4 min read

Making your Snowflake pipeline robust with Fosfor Spectra

Reading Time: 4 minutes

Q: “How can I avoid constantly jumping between Snowflake UI and Spectra UI to know what transformations would be apt for this data pipeline I am trying to configure on Fosfor Spectra?” 

Q: “How do I ensure that the pipelines I am developing are not affecting my production databases and still be able to see the results of my pipeline execution without writing to an actual table?” 

Q: “I am done with testing my pipeline. Now, I want to have a robust, production-ready version of my flow. How can I achieve this?”
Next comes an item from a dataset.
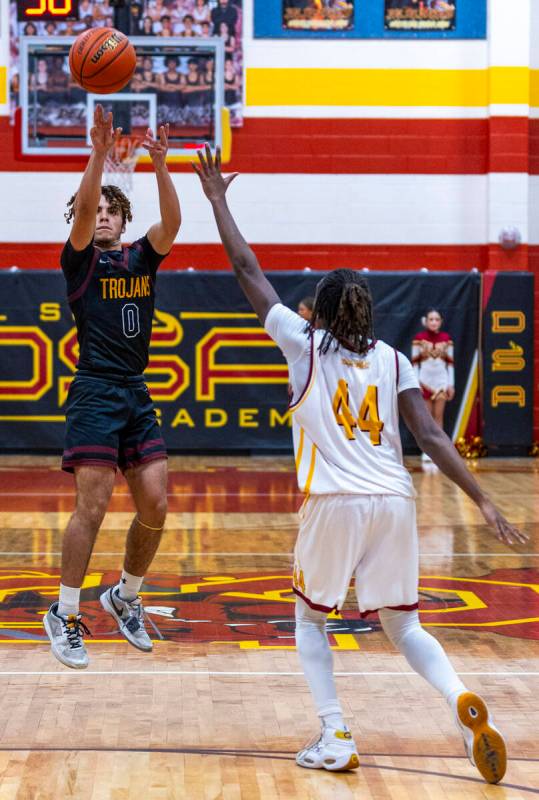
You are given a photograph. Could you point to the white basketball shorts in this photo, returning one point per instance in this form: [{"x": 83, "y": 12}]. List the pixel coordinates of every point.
[{"x": 372, "y": 538}]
When creating Snowflake data pipelines on Fosfor Spectra, these common questions come to mind. In this article, let’s find out how Spectra facilitates its users to construct their Snowflake pipelines, make them robust and ensure that they are production-ready.
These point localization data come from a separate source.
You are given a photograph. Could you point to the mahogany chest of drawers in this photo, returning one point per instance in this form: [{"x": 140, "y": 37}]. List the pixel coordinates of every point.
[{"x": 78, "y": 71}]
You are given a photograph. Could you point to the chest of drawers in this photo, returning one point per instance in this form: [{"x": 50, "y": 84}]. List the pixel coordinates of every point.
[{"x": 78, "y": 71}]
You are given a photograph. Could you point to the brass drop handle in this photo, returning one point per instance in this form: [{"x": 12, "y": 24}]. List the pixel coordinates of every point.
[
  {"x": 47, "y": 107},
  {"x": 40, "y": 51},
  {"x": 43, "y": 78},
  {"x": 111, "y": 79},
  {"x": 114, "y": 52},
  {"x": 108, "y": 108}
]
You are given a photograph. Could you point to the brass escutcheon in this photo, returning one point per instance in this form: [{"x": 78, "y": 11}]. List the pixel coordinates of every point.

We will cover the following topics in this article:

  • Flow configuration and what nodes we will use.
  • How to see sample data of tables in Fosfor Spectra.
  • Using the peek node to validate the output of our flow.
  • Saving a production-ready version with an actual writer node.
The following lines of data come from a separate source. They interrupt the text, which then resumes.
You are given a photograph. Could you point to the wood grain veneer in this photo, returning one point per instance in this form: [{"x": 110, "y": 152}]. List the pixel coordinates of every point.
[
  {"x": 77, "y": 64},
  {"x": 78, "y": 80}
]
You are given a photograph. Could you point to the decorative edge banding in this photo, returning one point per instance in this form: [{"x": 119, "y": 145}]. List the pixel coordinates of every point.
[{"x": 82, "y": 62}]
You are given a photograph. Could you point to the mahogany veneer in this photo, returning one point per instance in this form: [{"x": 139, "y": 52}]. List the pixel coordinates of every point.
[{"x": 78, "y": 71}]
Before we start, if you are not familiar with Spectra and (or) Snowflake, I would urge you to check out the following links to get started:

Now that we are familiar with the context, let’s begin.

Flow configuration and what nodes we will use

Consider a straightforward use case with two tables – Customer and Nation. I have chosen these tables from Snowflake’s sample data share SNOWFLAKE_SAMPLE_DATA and copied them into my own Database and Schema. 

Here’s what the structure of these tables looks like –

Customer

Nation


To achieve our use case, we would need to use the following nodes on Spectra

Two Snowflake readers

In this case, one reader is for monitoring the Customer Table and the other for the Nation Table. Configuring a reader node and checking its sample data from within Spectra is an effortless process. All you must do is drag a Snowflake reader node into the canvas. It can be found in the left panel under the READER Section.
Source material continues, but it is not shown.